OpenACC will only run on CPU with GCC
jeffhammond opened this issue · comments
OpenACC uses GNU __atomic
not #pragma acc atomic
and the CMake assumes GCC's implementation.
I will try to fix this.
@jeffhammond, thanks for the find!
Agreed. Thanks for the find! I have been giving this some thought as well.
To my thinking, it would be ideal (from a portability standpoint) to decouple CircusTent from the GNU specific atomics altogether. Currently, the pthreads, OpenMP, and OpenACC backends all utilize them.
For pthreads we could use the C11 standard, but I am not entirely sure if that equates to a step forward or backward with respect to portability.
For OpenMP & OpenACC, we should be able to replace the add atomic operations with #pragma directive versions, but I'm not sure the compare-and-swap are doable in the same manner. If not, we could just omit the CAS variations from these backends. Alternatively, it looks like the "capture" clause in these models might support an unconditional atomic swap.
@jeffhammond @jleidel What do you guys think?
I think you want to keep Pthreads + GCC intrinsics as a generic implementation on CPUs.
What I'd add is a true C++11 (std::thread
plus std::atomic
) or C++17/20 (std::for_each(std::execution::par_unseq...
plus std::atomic_ref
) implementation. The latter will work on CPU and GPU (once std::atomic_ref
is available). If you do the C++11 one, you can do the C11 one too, with minimal additional effort.
Granted, I find std::thread
annoying relative to Pthreads, and std::atomic
or _Atomic
means you need an array of those, unlike intrinsics or std::atomic_ref
, so maybe you just want to do the C++17/20 port.
I haven't read enough on OpenACC atomics to be sure about CAS. They used to not have it, but I think they do now.

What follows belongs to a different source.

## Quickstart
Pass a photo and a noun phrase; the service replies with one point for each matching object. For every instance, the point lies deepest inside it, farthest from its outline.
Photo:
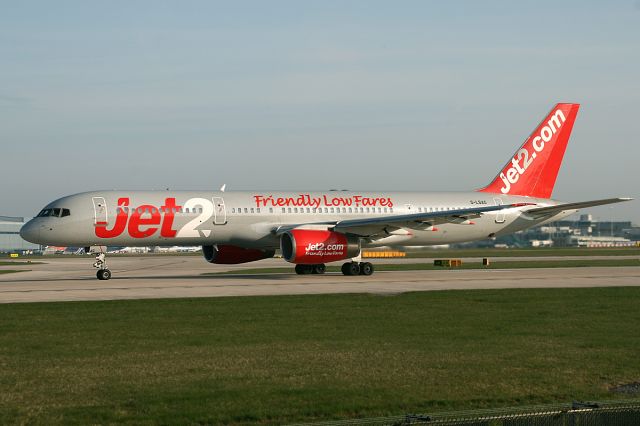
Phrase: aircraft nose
(30, 232)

In any case, you can decouple the implementation of atomics from the implementation of threads pretty easily. For example, look at https://github.com/jeffhammond/Quicksilver/blob/cxx20-atomics/src/AtomicMacro.hh.
@BrodyWilliams C11 threads used to be way less portable than Pthreads, but glibc finally got with the program in 2018 (https://sourceware.org/legacy-ml/libc-alpha/2018-08/msg00003.html).
Issues should be addressed by #17 . (C++11 implementation added, OpenACC & OpenMP+Target revised)